Joy, on the other hand, struggles intensely to come to terms with the fact that she is able to simply live. She’s been trying to pretend that everything is fine for so long that she can’t reintegrate into society once she’s free. At this point it’s clear that Joy hasn’t dealt with the situation that she faced in Room as well as she thought she had, at least not psychologically, and that without Jack she may not have been able to last as long as she did. Jack very literally saves her life when the pair manage to escape Old Nick, but in reality he has been doing so his entire life because he gave her a reason to carry on.
Joy needed Jack to survive; she needed a reason to get out of bed in the morning. This co-dependency might seem to be the ultimate demonstration of love, and of course there is a beauty to it, but it is the realisation of this fact that ultimately pushes Joy over the edge. She sees that although she’s always tried to protect Jack, she could’ve given him a better life if she had simply asked Old Nick to take him to an orphanage or a hospital when he was still a baby, and that in fact she kept him by her side because without him Room wouldn’t have been a world worth living in – it would’ve just been a shed in the back yard of a monster.
The screenplay was written by Emma Donoghue who also wrote the novel that this film is based on, aptly also called “Room”. I think that in this case that definitely helped the film, because you can tell that the person who penned the script was actively invested in the characters and the story. The way that the pair depend on each other for companionship, and the way that Jack uses language in an unconventional ad hoc way, are brilliantly conveyed and realised on screen, which I feel is down in no small part to Emma Donoghue’s considered take on her own material.
It would be unfair to end this review without first noting that “Room” does have a few plot holes.
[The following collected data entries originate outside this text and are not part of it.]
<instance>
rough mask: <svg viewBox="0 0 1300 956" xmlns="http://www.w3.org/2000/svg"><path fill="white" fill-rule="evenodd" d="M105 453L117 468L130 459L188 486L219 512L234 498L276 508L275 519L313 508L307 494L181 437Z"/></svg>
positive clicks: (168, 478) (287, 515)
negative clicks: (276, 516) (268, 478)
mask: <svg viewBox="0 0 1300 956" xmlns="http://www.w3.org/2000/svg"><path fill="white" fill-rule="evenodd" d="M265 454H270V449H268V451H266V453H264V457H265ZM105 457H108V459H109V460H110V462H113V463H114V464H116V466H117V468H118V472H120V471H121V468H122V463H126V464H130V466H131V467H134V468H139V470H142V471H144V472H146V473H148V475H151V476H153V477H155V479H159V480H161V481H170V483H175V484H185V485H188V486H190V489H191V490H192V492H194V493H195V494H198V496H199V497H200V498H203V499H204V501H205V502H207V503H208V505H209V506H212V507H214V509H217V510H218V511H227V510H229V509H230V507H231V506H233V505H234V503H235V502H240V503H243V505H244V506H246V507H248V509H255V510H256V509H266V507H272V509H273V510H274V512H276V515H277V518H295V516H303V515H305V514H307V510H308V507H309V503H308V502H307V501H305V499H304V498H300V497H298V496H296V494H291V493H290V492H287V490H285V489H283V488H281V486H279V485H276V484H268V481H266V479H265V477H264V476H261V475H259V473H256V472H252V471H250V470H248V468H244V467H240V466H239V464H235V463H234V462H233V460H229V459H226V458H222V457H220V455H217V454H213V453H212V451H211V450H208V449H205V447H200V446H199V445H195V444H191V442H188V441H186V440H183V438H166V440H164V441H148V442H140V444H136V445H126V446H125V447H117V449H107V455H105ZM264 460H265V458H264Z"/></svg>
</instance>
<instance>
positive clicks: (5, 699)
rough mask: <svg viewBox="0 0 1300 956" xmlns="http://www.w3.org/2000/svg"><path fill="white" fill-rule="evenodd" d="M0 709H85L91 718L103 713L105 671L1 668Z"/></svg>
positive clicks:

Why would Old Nick not check to see if Jack was dead? Why would Old Nick allow Joy to keep her child? Why didn’t Joy try to break the skylight? These issues do arise when you think about the story after leaving the cinema, but importantly they don’t matter whilst you’re watching the film – at least they didn’t for me. There’s no such thing as a perfect film and issues are inevitable, but I think that whether or not you can acknowledge them and still find a movie both enjoyable and interesting is what ultimately makes that movie great. I can say with confidence that when I think about “Room” I think about the numerous scenes that captivated and moved me, not the minor issues, which for me is what really matters.
“Room” is one of the best films that I’ve seen in years. It definitely suits my tastes, so I don’t want everyone who reads this review to think that they too will fall in love with it, but I genuinely believe that it is a fantastic movie. From a tick-box standpoint it has everything – brilliant performances, intelligent direction, a great script, first-rate cinematography, and an interesting story – but more importantly it has heart. It’s an isolated story that’s worth telling, and it’s one that resonated with me in a meaningful way.